For over a hundred years, South Koreans have emigrated to America in pursuit of opportunity. From plantation labourers who settled there in the early twentieth century to the students inhabiting its universities from the Mid-Century onwards, the cross-cultural community has birthed the contemporary archetype known as the ABK: the American-born Korean. Through a South Korean lens, they embody the wardrobes of American lifestyles: the laid-back cool of California and Hawaii, the sporty prep of the Ivy League, the casual country energy of the Western heartland.

For Spring-Summer 2025, Wooyoungmi expands the idea of the ABK into a liberal exploration of the style domains shared by the two cultures in different ways: yuppie sartorialism, collegiate prep, surfer bohème, agricultural utility and the baseball uniform. Observing the historical nature of the source material through the brand’s forward-thinking Seoulite mentality, the study evolves into a conversation between the past and the future; the hand-spun and the technological. Created with South Korean hand-executed craftsmanship, the collection is Madame Woo’s most artisanal to date.

Inspired by an idea of Far-East Asian cowboys, a lean silhouette is nipped at the waist with cummerbunds cinched with the crisscrossed lacing of early baseball jackets. The sensibility of the game’s uniform travels through the collection, manifesting itself in laced suede jackets and suede or denim waistcoats, knitted varsity jackets, cotton baseball suits, cotton baseball logo tops, laced cowboy gaiters and structured baseball trousers and shorts in leather, suede, cotton or denim. A WYM logo drawn in the style of South Korean seoye calligraphy is hand-painted across a satin baseball jacket.

A sense of the wild, wild East takes shape in slender durable workwear suits and cargo trousers in drill or denim, topstitched denim suits, knitted polo shirts, plaid shirts and bojagi shirts constructed according to the South Korean art of tying knots. The feeling triggers a desire for the organic and crafty explored through the minimal and graphic sensibility of Wooyoungmi: magnified wooden surfer necklaces hand-painted with orbital WYM logos; knitted surfer beanies; knotted mixed-material trainers; woven leather loafers; hand-crocheted dresses, tops and shorts; coats and jackets veiled in netting; and knitted dresses deceptively sliced up with graphic V-shapes.

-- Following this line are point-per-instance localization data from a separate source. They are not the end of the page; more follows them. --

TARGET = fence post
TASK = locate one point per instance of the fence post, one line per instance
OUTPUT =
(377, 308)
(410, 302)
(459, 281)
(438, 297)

The Great Plains of South Korea are immortalised in tapestry trucker suits and bags woven in the image of an ancient South Korean landscape painting. Projecting this rootsy atmosphere into the future, a zigzag graphic informed by the geometry of historical South Korean patchworks is drawn by hand to produce an organic yet futuristic form. The motif appears throughout the collection, on nylon bombers, reversible blousons, poplin shirts, surfer tops, linings, cummerbunds and bags. Its light sense of sci-fi – an element infused consistently in garments – is echoed in the hi-tech appearance of speed-inducing Oakley sunglasses.

On its Korean-American travels through time, the proposal observes the relaxed yet formal yuppie tailoring of the ABK businessman, underlined by shirts and neckties. Transformed through the bohemian attitude of the collection, it materialises in billowing silk suits and coats. Simple but ceremonial, they are constructed with the sensibility of oriental temple cloths. The sentiment is cemented in the sampling of monastic singing bowls on the show’s soundtrack composed freely in the spirit of the South Korean Mantra of Light using elements from around the world.